One woman at the end of the last meditation came up to talk to me and tell me that she had admired me." Me?! You admire me?!" was my reaction.  I had been sitting behind her the entire time and saw that she NEVER would move out of her cross legged position.  Over a two hour sitting I would change positions more than a handful of times, but she would not move even once.  I admired her strong will and determination as this had been one of her goals of the course, I know how incredibly difficult that must have been for her. But she said she had admired how I was able to come from Canada and adapt so easily to the food, the culture and the climate, especially while doing Vipassana.  She said she was observing me over the course and saw that I never showed any signs of discomfort.  She clearly had no idea what was going on in my head, there was definitely discomfort.  She understood the difficulties as she is from Chennai but has been living in the US for the last 5 years.  I took this as an extreme compliment and was humbled by her opinion of me.  It was also another lesson.  We know that people will obviously be observing us and passing judgements on us all the time.  We often assume that the judgements people are making about us are going to be negative judgements, our minds don't work in our favour.  But once again I was wrong, and should be more open to people actually thinking positive judgements rather than jumping to negative conclusions.  I tend to think of myself as a positive thinking person so this was a bit of a kick in the butt sort of moment where I realize I might not know myself as well as I think I do, learn something new everyday.
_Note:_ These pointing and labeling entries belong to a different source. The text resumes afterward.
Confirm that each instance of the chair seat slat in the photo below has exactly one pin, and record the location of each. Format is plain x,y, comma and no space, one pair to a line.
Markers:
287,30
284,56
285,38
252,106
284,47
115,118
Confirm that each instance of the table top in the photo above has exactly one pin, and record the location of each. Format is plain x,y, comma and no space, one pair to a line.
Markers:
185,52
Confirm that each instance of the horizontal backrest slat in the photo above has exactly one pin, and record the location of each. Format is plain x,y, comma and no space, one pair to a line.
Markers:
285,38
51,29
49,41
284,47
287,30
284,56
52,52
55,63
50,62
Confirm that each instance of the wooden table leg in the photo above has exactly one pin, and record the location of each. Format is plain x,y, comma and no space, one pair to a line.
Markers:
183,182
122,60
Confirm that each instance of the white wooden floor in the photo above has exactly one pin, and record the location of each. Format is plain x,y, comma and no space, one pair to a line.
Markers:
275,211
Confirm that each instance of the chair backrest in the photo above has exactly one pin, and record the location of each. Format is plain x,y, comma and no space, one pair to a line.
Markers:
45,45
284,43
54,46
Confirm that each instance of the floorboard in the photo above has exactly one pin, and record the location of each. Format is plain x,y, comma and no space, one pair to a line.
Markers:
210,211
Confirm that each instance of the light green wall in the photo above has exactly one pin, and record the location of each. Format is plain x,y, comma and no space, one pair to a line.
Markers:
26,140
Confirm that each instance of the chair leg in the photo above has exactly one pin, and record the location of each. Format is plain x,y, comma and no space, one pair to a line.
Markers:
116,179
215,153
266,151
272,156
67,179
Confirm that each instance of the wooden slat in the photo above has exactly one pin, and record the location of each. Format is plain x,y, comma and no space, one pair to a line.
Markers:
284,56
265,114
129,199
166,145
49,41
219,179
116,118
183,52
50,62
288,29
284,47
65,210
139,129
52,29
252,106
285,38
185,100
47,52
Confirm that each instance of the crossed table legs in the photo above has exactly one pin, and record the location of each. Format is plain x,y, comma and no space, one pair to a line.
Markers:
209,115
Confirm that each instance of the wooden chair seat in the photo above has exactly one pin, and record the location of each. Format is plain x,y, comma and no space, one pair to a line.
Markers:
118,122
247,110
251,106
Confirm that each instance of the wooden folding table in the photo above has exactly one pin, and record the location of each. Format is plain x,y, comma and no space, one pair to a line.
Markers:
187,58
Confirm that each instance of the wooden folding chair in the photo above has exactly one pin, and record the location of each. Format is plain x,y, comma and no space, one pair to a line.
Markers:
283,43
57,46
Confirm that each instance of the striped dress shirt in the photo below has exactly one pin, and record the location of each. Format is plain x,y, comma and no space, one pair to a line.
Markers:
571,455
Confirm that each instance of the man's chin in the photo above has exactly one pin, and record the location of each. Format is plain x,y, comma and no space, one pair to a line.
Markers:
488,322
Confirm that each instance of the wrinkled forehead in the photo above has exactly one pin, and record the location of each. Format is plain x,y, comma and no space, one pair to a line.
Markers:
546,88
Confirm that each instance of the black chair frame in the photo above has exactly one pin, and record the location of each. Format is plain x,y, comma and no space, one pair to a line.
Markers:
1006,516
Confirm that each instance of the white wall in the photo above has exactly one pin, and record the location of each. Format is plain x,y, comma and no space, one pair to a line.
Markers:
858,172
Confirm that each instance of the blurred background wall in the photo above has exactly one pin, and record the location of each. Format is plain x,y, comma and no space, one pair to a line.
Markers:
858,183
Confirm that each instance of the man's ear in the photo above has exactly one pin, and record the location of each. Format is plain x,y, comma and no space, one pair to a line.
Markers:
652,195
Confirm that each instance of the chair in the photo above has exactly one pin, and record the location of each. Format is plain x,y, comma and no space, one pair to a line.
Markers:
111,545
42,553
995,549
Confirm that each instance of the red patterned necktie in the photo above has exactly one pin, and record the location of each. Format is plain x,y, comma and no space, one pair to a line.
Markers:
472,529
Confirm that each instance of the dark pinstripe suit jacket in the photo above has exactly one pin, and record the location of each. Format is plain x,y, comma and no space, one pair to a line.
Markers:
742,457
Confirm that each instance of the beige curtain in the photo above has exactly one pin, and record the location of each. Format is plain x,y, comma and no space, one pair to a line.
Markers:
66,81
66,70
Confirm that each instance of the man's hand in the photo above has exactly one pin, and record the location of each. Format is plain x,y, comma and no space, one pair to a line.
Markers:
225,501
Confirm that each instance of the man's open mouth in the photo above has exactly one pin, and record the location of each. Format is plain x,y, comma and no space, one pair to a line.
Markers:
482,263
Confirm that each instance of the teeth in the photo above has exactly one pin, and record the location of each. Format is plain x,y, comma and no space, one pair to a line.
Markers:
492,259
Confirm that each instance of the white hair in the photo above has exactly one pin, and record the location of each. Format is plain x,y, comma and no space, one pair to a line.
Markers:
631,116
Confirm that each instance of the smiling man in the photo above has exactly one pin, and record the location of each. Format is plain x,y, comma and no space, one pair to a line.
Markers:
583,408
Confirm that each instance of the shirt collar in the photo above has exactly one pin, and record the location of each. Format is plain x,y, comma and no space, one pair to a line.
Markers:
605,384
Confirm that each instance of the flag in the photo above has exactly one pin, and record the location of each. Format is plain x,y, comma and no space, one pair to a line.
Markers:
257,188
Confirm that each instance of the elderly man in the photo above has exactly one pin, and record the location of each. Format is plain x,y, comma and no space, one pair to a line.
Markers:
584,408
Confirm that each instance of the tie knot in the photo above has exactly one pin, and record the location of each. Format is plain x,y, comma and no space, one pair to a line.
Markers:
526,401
As we all left the center we said our good byes, exchanged emails and made plans to keep in touch with our new friends who we had been able to speak with for only one day, but had gotten to know in a different sense for 10 days. 
Vipassana was an amazing experience, something I wouldn't change and would definitely do again.  But it was tough, knocked me down a few times and than somehow I came back to my feet.  I look forward to the next time I will be able to complete another course.  This is a technique that I cannot master in just 10 days, I often felt overwhelmed with all the information coming at me.  Therefore I look forward to when I get the chance to complete a course when I get back to Canada in order to go deeper into the meditation, hopefully giving me a chance to grow further. If anyone wants to join me, feel free!